Потом она вдруг замирает, отталкивает меня и бежит к своему дому с криком:
— Это нехорошо, нехорошо!
Следующим вечером она не приходит. Я всю ночь не сплю, вышагиваю по крыше. Во дворе ее не видно. Я забираюсь к ней на балкон и заглядываю в ее темную комнату.
На улице холодно, но мне наплевать. Буду ждать, пока она не выйдет. А когда она выйдет, я попрошу прощения за проклятый поцелуй, хотя ничего лучше этого со мной не случалось. Я пообещаю ей, что никогда не воспользуюсь ее дружбой, если только она сама не попросит. Извинившись, я поклянусь, что никогда не буду ее целовать, даже после того, как мы поженимся. Я скажу ей, что с моей стороны было неуместно торопиться, ведь после смерти Доктора прошло так мало времени.

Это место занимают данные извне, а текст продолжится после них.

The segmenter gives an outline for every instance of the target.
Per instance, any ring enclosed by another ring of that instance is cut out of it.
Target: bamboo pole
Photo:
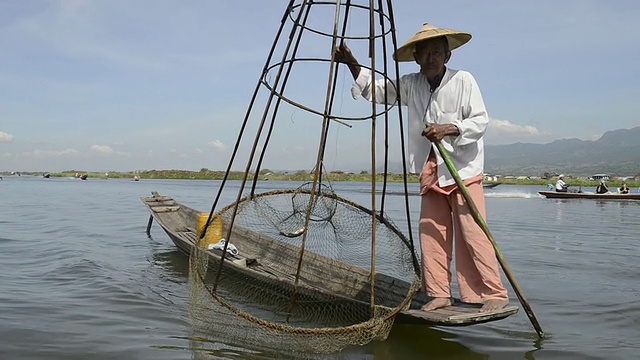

На крышу поднимается Ахмед, и я рассказываю ему всю историю. Почему-то при виде его я прихожу в еще большее смятение.
— Надеюсь, я не потеряю ее, — говорю я.
Ахмед со смехом качает головой.
— Почему ты смеешься над моими переживаниями? Ты же называешь себя моим другом.
— Твоим лучшим другом, тупица, — поправляет он меня.
— А пошел ты… — огрызаюсь я.
— Послушай, — продолжая смеяться, говорит Ахмед, — знаешь, что мне сегодня сказала Фахимех?